Since 2007 Ecuador has a so called new-left government that proclaimed the “re-foundation” of the state. In 2008 the Ecuadorians approved a new constitution which established the base for profound changes to the country’s political, economic and social order. In this context, natural resource policies constitute a key area of political debate and political reform: Since the 1970s exportation of crude oil is the most important source of the country’s income; oil revenues account for up to 40 percent to the budget of the central government. Due to their importance for the national economy, oil production, commercialization, and revenues are subject to multifaceted conflicts on different levels: there are conflicts about unequal distribution of oil income between trans-national companies, the central government, sub-national entities and different political and social groups. Additionally, conflicts arise because of unequal distribution of resource production costs in terms of social and ecological risks/damages, especially on a local level. In the new political context oil-led development continues to be related to very diverse claims on different levels and by different actors within the country.
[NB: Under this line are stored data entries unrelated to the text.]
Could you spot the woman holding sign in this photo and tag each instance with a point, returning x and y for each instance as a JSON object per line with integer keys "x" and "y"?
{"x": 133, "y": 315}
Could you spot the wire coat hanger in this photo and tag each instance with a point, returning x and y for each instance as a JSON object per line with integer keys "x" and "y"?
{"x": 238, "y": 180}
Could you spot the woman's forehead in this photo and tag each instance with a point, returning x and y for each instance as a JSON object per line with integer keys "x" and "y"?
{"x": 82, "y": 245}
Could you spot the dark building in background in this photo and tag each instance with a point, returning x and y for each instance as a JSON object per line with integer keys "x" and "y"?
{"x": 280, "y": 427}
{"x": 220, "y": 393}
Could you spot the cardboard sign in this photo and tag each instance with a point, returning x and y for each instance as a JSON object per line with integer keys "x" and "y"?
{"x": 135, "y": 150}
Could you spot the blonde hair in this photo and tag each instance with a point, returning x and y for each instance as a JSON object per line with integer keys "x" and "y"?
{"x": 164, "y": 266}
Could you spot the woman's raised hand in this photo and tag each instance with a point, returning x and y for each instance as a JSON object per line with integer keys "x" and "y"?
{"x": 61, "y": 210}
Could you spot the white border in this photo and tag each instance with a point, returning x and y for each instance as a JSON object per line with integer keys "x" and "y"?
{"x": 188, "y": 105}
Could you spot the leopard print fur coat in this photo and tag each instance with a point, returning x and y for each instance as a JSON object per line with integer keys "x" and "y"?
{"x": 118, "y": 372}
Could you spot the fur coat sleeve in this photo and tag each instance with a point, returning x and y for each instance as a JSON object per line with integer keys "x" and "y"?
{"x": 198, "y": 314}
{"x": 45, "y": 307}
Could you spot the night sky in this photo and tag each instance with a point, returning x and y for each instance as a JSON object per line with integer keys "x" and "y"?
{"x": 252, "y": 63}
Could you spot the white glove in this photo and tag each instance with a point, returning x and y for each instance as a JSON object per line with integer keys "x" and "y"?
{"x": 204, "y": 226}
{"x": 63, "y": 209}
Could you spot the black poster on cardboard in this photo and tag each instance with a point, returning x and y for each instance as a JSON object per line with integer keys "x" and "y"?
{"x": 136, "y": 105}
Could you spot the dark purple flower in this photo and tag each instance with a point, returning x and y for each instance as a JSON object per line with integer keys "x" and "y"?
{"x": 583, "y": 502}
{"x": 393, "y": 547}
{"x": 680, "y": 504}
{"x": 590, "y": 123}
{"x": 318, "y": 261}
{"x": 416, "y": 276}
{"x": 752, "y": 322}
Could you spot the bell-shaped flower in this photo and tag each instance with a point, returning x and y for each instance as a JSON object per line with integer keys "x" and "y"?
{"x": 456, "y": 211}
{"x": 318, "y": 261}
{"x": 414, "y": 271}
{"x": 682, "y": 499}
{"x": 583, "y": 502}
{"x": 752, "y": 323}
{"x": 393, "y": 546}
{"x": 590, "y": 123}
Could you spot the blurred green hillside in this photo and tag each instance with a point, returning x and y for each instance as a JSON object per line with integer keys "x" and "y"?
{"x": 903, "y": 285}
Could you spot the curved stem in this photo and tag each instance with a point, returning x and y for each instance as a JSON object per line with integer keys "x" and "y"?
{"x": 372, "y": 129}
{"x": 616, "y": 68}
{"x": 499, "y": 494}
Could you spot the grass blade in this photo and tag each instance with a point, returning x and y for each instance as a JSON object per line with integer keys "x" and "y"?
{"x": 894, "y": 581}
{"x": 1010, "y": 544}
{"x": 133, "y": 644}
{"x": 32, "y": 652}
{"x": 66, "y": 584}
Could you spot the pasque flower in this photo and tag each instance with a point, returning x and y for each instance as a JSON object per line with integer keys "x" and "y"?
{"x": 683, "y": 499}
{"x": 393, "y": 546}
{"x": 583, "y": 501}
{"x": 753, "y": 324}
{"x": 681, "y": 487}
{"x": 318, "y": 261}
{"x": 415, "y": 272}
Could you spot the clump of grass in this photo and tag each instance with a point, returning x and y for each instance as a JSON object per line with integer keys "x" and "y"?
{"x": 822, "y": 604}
This research project studies the impact of global economic entanglements, focussing on oil-led-development, on the political re-foundation process of the country. From a power-analytical perspective, it analyzes the ongoing negotiation processes on natural resource politics, distribution of revenues and political regulation. Central questions to be addressed are the following: In which arenas these subjects of distribution and regulation are negotiated? Who are the actors involved and what are the power resources at their disposal? Exploring the impact of transregional interdependencies on the negotiation processes between different levels and actors within the country the study also aims at contributing to the critical debate on “methodological nationalism”.